WissenS, da sagt ein Bursch zu sein Madl: Meine Wünsche kann ich dir auf der Landkarte zeigen. Ah, sagt das Madl, mit mir in ferne Länder? Sagt der Bursch: nein, mehr Busen.

(Verlegenheitspause.)

WissenS, Meerbusen hat er gemeint, weil einen Meerbusen findet er auf jeder Landkarte, und das Madl hat ihm zu wenig Busen. Mehr Busen, wollt er ihr damit sagen, hahaha.

WissenS, sagt der andere Pensionist, diese neumodischen Witz sind nicht mehr das, was wir einmal gewöhnt waren.
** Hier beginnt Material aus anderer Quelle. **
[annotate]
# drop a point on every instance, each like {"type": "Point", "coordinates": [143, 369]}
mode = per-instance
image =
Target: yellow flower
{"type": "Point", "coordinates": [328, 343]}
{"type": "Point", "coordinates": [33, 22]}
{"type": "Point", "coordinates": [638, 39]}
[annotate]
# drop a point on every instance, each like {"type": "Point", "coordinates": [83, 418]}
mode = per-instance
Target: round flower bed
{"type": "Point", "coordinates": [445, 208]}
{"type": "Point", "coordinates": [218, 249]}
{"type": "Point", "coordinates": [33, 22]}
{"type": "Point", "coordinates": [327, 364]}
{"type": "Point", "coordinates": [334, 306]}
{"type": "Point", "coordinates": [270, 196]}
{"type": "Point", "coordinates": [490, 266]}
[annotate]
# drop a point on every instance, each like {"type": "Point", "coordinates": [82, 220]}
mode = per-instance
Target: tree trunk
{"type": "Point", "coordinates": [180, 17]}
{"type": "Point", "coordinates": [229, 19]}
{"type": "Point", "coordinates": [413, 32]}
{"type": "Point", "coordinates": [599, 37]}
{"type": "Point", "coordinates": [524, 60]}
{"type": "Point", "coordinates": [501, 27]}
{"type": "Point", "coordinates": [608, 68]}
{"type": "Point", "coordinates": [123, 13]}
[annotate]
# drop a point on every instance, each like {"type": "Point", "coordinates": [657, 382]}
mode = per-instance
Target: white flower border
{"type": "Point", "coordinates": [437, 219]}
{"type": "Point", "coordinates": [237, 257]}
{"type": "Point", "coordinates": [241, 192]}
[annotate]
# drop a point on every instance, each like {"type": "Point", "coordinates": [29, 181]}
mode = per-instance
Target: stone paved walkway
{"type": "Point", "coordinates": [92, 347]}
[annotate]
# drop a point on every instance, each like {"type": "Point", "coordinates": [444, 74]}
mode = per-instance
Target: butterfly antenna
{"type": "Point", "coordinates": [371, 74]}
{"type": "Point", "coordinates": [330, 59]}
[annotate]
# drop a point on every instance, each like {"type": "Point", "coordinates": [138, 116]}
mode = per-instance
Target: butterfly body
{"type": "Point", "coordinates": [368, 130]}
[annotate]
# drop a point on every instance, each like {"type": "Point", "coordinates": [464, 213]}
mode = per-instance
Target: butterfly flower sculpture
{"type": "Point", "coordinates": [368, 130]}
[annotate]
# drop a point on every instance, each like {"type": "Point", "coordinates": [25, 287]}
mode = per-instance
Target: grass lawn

Den hab ich von mein Sohn, wissenS? Er is in der Landesregierung tätig.

Na also! Hab ich mir ja gleich denkt.

Bordereignisse 13.

Kinderaufsicht.

Bordereignisse 14.

Die Stunde Kodak. Kinder photographieren ihre Mütter. Mütter photographieren ihre Kinder. Ein Schmunzelphotograph knipst seinen Sohn. Eine Mutter photographiert ihre vier Mädchen; die machen Bosheiten, damit ein Herr babble: dddi heu ttti kkke juuu genttt ... Ein Berufsphotograph, mit starken Brillen und großen seitoffenen Nasenlöchern, grob spottendem Kinn, rostkariertem Sakko, photographiert gar nichts. Eine einsame Kamera photographiert sich selbst.